ReadKey like Function in C

Guy Harris guy at auspex.auspex.com
Sun Aug 13 08:50:39 AEST 1989


>The Compiler writers are in a much better position to implement
>it than are a bunch of fractious C programmers arguing over
>whether to use fstat() or ioctl() and the length of timeout()...

A compiler writer stuck with an operating system that supports only,
say, block-mode terminals that transmit nothing to the host until an
ENTER key is pressed, and that cannot be made to do otherwise, is in
*no* position to implement said function.

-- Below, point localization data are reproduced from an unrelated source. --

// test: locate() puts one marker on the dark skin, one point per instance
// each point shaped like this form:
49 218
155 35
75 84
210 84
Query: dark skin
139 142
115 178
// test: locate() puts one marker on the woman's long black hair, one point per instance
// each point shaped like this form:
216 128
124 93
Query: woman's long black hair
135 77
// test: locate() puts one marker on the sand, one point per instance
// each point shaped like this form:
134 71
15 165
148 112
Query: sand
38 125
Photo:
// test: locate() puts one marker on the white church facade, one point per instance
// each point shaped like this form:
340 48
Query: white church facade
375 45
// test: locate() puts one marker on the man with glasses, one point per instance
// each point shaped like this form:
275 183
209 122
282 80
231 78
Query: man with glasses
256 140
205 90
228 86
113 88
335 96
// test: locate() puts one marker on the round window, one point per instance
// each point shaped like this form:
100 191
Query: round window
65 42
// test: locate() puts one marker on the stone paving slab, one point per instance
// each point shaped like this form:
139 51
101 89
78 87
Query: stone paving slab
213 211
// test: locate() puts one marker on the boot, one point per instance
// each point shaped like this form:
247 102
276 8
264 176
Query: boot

The standards committee really isn't in a good position to tell vendors of
such systems to take a flying leap, either.  The POSIX committee is in a
better position to do so, since the scope of the POSIX standard is
larger than that of the C standard.

A question to those who want thus-and-such a feature in C, rather than
in, say, POSIX: what criterion do you use to distinguish between "stuff
the C standard should require" and "stuff the C standard should leave to
things like POSIX?"  If you say the second set should be empty, what do
you propose to do about people who want to write C applications that
*don't* need the particular features in question and want or need to
have them work on systems that make it difficult or impossible to
implement said features?

(Or, to put it another way: do you think there is a role both for the
ANSI C standard and for POSIX, and if not, why not?  I, and probably a
lot of the people on the committee, *do* think there are roles for both;
the C standard is for a language that can be implemented on a wide range
of machines under a wide range of operating systems, providing some
basic I/O capabilities but *not* providing the ability to do somewhat
device-specific things like run in "character-at-a-time mode", while the
POSIX standard is for an interface, currently in C (but other bindings
are under development) to operating system services on what is probably
a smaller range of machines and operating systems, possibly excluding
e.g. some of the older mainframe OSes.)

In fact, another question for those who want thus-and-such a feature in
C: why are we all better off with it there, than in POSIX?  The ability
to do character-at-a-time I/O *and* non-blocking versions of same on
terminals is *already* in POSIX; many non-UNIX operating systems vendors
are planning to implement POSIX atop their OSes.  It might not be
possible to do so atop, say, MS-DOS, but in that case it might be better
to consider either a *de jure* or *de facto* standard "subset" of POSIX
that may include some of the "termio" functions but not include "fork"
than to burden the C standard with functions that might be difficult or
impossible to implement on, say, the older mainframe OSes mentioned above.